The United Way-sponsored program recruits instructors from the ranks of seniors who participate, which involves an hour’s worth of strengthening and balance exercises, designed to target specific muscle groups and maintain bone mass—a common struggle as people age. 

The program is specifically designed to prevent, and possibly reverse, the effects of osteoporosis. It is based on research conducted and published by Tufts University, which shows that strength training just twice a week dramatically reduces the risk of fractures due to the disease.

The instructor group at Elm Place took a certification class through the United Way last fall, and has been offering the course ever since. To get certified, they had to go through all the exercises with another certified instructor.

“We found out we were doing it too fast,” said instructor Ann McGonigle. “So it was good for us to learn that.”

Fellow instructors Guy and Aline Bathalon have been at it for two years, and say they have seen positive results for their students.

“We had one woman who would have to hold onto the chair to do her exercises” Guy said. “And then, about four months into the bone builders, she would do it on her own with no help from the chair.”

McGonigle also said she has noticed good changes since being involved.

“I noticed after I’d been doing it, the first time I got on my bike, normally I was shaking, but now I don’t shake when I get on my bike,” she said. “That’s when I noticed it.”

As they gather to start the class, there’s a happy social attitude among the participants, and a positive energy.  The joking and the company is as much a part of the class as the exercise. 

Joking aside, the hour-long regimen is comprehensive.  Ankle weights are used for leg lift exercises, and at eight reps each, it’s not a simple movement. As they move through their routine, McGonigle leads the group to increasingly more difficult movements, and like any set of exercises, there are favorites, and not-so-favorites.

“Ok, now we can sit down and do the one that everybody hates,” says McGonigle. “The triceps overhead.”

The group counts out the eight reps, holding their weights overhead while counting to 10.

“It’s Tuesday. I always feel it more on Tuesday,” remarks McGinigle.

Next, she directs them to an exercise called the shoulder blade squeeze, which involves holding the weights straight out in front and, as the name suggests, squeezing the shoulder blades together. 

“Also know as ‘driving the car,’” remarked McGonigle. 

To that, Elm Place resident and Bone Builder participant John Smith commented with a deadpan voice,  “Milton police picked me up yesterday, I was doing three miles in a two mile an hour zone.”

The group laughs out loud, and fellow Bone Builder Bill Elliott chimed in with,  “That’s 30 percent over the speed limit.”

Everyone laughed again.

Elliott, who actually lives in Georgia but comes down with his wife, Betty, for the class, said he also has noticed results since becoming a Bone Builder.

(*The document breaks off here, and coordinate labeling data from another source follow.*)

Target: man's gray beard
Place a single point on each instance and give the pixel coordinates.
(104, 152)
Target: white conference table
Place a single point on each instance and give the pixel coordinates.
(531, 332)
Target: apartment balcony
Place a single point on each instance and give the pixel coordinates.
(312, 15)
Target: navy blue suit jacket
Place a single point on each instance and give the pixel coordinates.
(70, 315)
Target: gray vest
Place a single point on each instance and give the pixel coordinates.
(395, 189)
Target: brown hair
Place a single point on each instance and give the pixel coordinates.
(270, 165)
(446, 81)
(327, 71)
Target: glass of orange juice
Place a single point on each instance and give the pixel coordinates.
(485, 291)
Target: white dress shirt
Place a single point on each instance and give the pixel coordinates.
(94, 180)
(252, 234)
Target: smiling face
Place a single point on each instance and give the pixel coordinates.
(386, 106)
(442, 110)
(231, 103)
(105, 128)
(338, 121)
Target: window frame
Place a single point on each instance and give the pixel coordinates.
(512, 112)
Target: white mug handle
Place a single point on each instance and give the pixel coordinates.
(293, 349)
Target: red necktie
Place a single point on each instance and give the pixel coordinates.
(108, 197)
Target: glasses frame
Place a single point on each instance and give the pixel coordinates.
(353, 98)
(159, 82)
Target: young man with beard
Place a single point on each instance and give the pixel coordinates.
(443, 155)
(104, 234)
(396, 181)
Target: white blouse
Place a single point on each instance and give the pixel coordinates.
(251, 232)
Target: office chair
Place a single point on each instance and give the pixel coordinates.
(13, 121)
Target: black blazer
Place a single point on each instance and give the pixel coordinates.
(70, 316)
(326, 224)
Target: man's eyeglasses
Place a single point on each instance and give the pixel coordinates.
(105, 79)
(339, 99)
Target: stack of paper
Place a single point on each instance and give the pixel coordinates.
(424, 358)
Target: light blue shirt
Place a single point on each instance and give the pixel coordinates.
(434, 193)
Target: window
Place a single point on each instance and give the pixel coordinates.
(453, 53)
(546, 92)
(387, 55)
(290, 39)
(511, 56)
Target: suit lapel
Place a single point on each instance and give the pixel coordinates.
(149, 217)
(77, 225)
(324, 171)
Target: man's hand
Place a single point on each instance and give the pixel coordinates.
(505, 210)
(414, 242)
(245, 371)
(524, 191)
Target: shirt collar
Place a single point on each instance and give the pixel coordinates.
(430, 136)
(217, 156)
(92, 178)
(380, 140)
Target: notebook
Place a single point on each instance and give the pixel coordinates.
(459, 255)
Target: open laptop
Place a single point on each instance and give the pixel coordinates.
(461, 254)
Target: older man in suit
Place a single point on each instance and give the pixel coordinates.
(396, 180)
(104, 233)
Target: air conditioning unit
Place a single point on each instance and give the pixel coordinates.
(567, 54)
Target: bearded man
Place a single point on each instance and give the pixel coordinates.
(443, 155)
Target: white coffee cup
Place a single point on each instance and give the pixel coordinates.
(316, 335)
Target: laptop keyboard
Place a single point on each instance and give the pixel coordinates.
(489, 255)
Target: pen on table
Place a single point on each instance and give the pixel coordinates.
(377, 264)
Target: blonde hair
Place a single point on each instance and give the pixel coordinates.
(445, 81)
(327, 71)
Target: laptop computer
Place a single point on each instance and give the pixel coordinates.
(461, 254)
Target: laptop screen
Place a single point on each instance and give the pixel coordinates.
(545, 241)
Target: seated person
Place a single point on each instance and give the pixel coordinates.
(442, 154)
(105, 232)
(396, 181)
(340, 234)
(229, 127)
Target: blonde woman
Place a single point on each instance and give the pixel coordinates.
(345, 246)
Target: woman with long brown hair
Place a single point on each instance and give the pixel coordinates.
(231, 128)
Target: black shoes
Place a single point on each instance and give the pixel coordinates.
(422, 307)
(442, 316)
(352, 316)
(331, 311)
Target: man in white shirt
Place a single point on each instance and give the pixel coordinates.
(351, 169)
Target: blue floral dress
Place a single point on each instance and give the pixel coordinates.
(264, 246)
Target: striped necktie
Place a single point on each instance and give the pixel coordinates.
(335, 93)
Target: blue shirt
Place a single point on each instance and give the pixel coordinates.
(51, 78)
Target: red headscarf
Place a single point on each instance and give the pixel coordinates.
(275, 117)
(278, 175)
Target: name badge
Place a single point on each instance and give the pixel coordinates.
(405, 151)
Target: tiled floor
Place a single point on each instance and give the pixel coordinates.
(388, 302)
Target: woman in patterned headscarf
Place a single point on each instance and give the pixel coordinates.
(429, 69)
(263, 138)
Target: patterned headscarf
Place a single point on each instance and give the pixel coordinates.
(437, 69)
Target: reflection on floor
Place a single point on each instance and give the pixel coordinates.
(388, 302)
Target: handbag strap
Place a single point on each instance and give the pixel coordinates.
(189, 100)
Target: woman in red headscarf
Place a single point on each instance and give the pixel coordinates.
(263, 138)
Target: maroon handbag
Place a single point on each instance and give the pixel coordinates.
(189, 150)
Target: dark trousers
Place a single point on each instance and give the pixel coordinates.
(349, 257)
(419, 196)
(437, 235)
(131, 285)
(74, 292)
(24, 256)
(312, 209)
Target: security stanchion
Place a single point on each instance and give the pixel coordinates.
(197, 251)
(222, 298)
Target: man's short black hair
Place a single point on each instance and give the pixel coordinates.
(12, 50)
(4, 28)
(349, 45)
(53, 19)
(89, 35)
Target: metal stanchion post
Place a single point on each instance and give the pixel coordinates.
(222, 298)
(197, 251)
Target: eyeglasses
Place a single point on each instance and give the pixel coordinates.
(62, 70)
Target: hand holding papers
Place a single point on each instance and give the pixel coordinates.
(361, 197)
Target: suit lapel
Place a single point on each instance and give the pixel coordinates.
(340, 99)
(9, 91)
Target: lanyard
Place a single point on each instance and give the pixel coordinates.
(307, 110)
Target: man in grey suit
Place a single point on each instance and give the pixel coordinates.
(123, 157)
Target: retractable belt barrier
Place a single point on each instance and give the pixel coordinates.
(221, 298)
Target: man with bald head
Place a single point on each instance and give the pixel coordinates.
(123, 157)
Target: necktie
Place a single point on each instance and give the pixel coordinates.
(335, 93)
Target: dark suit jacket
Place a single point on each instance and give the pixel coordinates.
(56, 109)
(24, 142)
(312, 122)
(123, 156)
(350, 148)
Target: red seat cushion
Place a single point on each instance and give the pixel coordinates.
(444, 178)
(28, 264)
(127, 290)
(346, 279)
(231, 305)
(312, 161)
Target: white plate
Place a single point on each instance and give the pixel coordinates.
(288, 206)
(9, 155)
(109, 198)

He used to strain to turn his head to check traffic while driving, but now he says he has no trouble at all doing it.

Quite a few of the Bone Builder participants are in their 80’s, with the oldest being 87. 

Generally, there are between 10 and 12 in the class, but that number can vary based on the day. 

At the end of this particular session, the class banters and tells stories. As Betty Elliott pulls a table across the room to help set the meeting room back to how it was before the class, Aline Bathalon shouted “Look at that strength!”

Some in the class have come to look forward to the limber feeling they get from the regimen, and as a result they’ve increased the frequency of their sessions. Smith said he’s began doing the exercises on his own on Saturdays in his apartment. Still, it’s the group participation that keeps them coming back.

“I really like to see them joking and laughing,” said Guy Bathalon. “That, to me, is one of the best aspects. We have one woman who comes to the class, and she’s just full of it. So she keeps us all laughing.”